I attended the Cisco Plus Canada Roadshow in Calgary recently and sat in on a day of presentations related to Cisco's data center/cloud offerings. The sessions where quite good and I ended up taking quite a few notes. I thought I'd blog my notes in order to share what was presented.

The four sessions were:

  • Journey to the Cloud
  • Cisco UCS
  • Data Center Networking
  • Powering the Cloud

Journey to the Cloud

Presented by Ronnie Scott (Cisco)

According to Cisco's own measurements:

  • 77% of IT time spent keeping lights on (opex spend)
  • 23% spent delivering new capabilities (capex spend)

Drivers for adopting cloud:

  • Reduce IT cost
  • Simplify IT operations
  • Improve pace of delivery
  • Better align IT resources to business needs

Many keywords used when describing "cloud": ubiquitous, convenient, on-demand, shared pool, rapidly provisioned, minimal management.

  • This is taken from the NIST definition of cloud (A NIST definition of cloud computing (PDF))
  • If you're only running big servers with vSphere, you're not operating a cloud. You're operating a virtualized environment.
  • Virtualization is a stepping stone to cloud
  • To be a cloud, the environment must:
  • Be provisioned on-demand using self service
  • Have broad network access
  • Have pooled resources
  • Be able to rapidly expand
  • Be measurable

Virtualization is a stepping stone towards a cloud architecture. However the level of virtualization must be broad and complete. Everything must be virtualized:

  • Server/compute
  • Network
  • Storage

To run a real cloud, enterprises need to move to a capacity planning model and away from a per project spend/resource allocation model. Set high watermarks on the pool of resources and buy more/plan for more when the HWM is hit.

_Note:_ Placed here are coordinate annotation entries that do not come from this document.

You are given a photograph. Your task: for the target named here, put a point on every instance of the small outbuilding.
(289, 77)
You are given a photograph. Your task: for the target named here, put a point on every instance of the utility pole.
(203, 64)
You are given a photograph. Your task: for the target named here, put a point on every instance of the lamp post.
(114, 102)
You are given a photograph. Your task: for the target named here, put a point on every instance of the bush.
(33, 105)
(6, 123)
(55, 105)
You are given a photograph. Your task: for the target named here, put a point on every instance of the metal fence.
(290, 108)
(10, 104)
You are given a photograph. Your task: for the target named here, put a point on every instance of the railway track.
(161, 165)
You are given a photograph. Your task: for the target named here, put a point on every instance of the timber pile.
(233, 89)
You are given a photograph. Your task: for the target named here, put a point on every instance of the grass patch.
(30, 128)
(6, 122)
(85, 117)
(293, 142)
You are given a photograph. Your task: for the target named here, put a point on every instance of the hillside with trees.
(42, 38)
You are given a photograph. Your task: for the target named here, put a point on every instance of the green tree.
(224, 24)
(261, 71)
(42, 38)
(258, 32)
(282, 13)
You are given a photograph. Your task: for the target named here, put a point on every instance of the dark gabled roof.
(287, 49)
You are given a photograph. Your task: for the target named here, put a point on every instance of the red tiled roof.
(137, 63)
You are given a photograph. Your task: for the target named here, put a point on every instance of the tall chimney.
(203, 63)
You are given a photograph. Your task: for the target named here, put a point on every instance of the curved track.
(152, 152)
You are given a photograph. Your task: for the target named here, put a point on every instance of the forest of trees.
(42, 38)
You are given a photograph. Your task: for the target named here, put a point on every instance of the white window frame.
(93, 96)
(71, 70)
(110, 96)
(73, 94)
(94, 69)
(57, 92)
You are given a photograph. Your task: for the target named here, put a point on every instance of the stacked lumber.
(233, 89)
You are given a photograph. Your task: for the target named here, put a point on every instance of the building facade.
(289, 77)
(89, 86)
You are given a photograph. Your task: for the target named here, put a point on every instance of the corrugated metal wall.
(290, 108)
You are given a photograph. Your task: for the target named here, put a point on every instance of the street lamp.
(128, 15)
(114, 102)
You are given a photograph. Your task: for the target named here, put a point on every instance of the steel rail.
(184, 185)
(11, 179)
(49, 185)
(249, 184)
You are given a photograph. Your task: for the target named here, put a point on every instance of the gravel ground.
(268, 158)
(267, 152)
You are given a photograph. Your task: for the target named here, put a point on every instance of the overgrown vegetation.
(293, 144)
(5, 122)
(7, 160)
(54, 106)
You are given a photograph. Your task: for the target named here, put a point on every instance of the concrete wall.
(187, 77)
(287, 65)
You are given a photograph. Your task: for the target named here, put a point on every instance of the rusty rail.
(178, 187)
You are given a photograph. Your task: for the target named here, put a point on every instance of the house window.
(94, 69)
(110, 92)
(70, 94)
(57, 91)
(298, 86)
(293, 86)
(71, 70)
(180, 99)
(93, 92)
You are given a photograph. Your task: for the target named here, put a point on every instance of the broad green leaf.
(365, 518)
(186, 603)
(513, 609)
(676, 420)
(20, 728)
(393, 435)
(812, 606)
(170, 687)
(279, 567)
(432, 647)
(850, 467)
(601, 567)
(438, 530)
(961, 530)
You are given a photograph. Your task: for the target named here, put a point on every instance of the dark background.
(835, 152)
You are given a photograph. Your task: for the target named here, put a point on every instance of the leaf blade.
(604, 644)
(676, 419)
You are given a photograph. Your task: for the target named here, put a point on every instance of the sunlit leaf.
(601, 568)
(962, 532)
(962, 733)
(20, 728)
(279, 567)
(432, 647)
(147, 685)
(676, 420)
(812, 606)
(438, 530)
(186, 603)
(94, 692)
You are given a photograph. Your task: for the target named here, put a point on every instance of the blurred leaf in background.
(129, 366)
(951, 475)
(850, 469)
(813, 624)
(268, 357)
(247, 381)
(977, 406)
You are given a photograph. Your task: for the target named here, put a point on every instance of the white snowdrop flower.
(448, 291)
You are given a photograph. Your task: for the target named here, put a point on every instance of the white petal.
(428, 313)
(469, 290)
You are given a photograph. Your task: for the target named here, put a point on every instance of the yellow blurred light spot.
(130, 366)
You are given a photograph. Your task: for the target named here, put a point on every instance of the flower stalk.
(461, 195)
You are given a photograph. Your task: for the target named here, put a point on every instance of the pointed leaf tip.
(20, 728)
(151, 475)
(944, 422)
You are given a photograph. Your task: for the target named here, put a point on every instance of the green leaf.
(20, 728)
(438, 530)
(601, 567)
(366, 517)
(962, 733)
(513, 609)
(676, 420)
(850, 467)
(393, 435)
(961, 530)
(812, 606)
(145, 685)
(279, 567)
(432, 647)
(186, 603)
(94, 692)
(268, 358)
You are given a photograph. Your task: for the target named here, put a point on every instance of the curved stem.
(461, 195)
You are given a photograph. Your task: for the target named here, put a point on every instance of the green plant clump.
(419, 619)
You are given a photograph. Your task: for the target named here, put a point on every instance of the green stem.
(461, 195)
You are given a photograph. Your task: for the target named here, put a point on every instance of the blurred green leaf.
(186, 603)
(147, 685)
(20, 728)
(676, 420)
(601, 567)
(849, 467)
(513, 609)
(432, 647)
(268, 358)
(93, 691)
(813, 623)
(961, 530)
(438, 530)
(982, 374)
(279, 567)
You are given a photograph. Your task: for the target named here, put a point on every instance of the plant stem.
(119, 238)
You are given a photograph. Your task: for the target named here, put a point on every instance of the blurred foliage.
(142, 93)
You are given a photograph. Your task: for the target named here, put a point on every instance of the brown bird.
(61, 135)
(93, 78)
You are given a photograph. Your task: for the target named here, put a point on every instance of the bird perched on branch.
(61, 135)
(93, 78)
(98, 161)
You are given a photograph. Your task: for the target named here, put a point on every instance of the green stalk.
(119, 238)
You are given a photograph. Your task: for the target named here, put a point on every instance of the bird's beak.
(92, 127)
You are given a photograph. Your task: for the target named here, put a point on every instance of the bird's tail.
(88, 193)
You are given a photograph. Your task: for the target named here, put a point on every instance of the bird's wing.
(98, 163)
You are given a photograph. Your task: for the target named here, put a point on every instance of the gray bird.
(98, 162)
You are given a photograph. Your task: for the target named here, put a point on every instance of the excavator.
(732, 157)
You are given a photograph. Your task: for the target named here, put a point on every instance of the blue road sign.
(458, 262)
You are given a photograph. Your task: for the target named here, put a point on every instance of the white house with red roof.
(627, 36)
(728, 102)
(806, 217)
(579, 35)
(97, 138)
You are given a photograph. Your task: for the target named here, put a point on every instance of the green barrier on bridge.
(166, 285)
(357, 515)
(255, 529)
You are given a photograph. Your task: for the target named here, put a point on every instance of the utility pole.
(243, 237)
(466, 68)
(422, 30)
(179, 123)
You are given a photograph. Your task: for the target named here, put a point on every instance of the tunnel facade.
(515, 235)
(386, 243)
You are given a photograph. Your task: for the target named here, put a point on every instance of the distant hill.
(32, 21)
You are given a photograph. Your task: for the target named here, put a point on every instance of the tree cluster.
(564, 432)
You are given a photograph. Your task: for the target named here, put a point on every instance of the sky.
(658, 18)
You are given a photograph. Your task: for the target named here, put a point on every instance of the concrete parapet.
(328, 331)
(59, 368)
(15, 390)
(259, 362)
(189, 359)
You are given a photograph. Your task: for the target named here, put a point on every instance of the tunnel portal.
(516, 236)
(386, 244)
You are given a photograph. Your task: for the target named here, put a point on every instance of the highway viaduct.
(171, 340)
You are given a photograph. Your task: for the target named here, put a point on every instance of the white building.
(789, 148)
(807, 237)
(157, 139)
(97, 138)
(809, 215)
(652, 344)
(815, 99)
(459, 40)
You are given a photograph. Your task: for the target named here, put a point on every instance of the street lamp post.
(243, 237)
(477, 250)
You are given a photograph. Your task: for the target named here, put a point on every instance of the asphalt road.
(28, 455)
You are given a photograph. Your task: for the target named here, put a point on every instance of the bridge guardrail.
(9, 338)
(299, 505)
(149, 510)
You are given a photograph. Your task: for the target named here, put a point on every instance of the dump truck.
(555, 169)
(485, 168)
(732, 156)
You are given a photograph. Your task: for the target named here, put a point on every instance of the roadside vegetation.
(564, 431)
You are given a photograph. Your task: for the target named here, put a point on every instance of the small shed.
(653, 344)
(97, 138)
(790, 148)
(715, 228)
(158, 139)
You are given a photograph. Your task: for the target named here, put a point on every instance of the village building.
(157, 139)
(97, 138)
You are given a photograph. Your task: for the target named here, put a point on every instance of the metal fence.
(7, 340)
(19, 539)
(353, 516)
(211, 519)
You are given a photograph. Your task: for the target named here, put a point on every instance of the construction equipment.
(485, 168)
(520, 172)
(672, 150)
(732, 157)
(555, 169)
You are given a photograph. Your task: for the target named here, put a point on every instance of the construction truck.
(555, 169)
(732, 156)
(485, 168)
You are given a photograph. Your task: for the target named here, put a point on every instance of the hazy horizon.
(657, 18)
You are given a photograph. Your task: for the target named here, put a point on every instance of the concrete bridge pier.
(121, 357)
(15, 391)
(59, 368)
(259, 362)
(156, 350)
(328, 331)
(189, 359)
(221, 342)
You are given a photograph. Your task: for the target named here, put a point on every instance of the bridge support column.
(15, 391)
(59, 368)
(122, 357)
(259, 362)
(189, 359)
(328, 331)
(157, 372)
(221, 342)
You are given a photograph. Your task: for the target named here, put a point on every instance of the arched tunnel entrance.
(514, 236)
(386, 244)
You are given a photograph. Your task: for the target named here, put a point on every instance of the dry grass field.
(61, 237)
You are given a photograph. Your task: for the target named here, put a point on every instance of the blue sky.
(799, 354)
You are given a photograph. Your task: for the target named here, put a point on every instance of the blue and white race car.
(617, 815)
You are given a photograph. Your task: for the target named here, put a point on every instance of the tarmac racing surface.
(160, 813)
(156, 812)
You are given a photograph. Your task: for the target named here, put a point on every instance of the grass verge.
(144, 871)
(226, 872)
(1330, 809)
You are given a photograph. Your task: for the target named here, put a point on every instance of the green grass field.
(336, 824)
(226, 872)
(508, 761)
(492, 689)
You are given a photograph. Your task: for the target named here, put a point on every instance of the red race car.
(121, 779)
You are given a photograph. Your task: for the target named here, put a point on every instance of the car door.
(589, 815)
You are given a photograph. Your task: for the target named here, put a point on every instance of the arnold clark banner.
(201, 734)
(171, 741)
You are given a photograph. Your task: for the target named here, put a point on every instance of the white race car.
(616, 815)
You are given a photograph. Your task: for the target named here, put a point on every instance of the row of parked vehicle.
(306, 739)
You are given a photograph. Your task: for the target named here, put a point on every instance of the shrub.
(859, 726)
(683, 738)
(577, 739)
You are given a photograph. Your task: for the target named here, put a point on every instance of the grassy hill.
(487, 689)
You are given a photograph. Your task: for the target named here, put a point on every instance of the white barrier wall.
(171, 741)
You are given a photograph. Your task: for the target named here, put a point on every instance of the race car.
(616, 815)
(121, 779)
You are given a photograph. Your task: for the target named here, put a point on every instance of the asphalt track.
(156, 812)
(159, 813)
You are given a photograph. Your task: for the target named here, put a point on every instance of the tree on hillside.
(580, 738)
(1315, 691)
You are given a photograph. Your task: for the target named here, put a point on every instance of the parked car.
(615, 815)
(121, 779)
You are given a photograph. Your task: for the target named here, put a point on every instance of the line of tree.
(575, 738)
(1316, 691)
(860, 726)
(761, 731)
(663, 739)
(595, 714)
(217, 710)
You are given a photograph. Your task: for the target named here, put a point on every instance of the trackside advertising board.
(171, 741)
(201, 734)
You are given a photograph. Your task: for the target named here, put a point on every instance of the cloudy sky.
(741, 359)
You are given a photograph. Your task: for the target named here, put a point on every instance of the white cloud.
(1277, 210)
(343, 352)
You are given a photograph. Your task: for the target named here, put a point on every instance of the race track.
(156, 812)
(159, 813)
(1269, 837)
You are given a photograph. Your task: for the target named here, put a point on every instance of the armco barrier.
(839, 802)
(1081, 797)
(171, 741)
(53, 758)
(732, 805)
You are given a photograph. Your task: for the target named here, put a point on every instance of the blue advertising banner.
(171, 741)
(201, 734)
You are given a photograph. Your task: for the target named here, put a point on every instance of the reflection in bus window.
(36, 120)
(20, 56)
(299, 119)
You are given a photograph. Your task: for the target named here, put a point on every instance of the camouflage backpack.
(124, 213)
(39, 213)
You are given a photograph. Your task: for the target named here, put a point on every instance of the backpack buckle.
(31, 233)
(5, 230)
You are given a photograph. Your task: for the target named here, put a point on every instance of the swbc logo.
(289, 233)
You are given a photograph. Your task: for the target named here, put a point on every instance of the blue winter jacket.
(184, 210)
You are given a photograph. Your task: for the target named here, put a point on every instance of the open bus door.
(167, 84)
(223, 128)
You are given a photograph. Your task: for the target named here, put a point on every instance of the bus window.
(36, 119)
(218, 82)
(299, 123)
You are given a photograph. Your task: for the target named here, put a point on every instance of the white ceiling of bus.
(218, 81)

  • New applications/services being introduced as part of a project should consume resources from the existing pool of compute/storage/network. No (or minimal) need to purchase equipment that will only run this new app/service.
  • IT budgeting and spending models need to change. With a cloud architecture, capital outlay is necessary when capacity planning says so, not when project plan for a new app says so.

Cloud delivery models:

  • SaaS/Application - Aimed at end users; provides applications at scale
  • PaaS/Platform - Aimed at developers; provides execution platform at scale
  • IaaS/Infrastructure - Aimed at system administrators; provides infrastructure at scale

IaaS/PaaS - Targeted at running applications with variable resource demand (VDI, DR, application test/dev).

SaaS - Delivers functional apps with low per user/transaction cost (Email, UC, web hosting)

Cisco has a new cloud model: virtual private cloud

  • Cloud services that simulate private cloud in public cloud infrastructure

Cisco sees a model for the future where cloud environments utilize a brokerage service with intelligence to move workloads between public/private/community clouds. Applications would be tagged with certain criteria that specifies the level of service it requires. The broker would use this information to dynamically place the workload into a certain cloud environment based on configured policy.

Cisco's cloud strategy:

  • Build the base
  • Core, "crown jewel" apps run in-house on enterprise private cloud
  • Rent the spike
  • Workload spikes satisfied with public/community clouds

Elements of a private cloud

  • Self service portal
  • Users order services
  • Service delivery automation
  • Delivery of those ordered services is automated
  • Resource management
  • Resource allocation to the ordered services is managed
  • Operations management
  • Integration of the service with operations tools, help desk tools, SLA monitoring, etc
  • Life cycle management
  • Cradle to grave: the ordered services need to be deprovisioned at some point in their lifetime too.

Architecture for private cloud

  • Resources (compute, storage, bandwidth)
  • Resource management (vCenter, UCS Manager UCSM, BMC, etc)
  • Service management (vCloud Director, BMC)
  • Customer access, self provisioning tools (BMC, Cisco Intelligent Automation for Cloud CIAC)

The service management layer needs to talk to the resource management layer in order to provision the physical resources from the pool. The elements in the resource management layer need APIs to make this possible. Cisco products like UCS and the Nexus line all have rich, complete APIs which make this automation possible.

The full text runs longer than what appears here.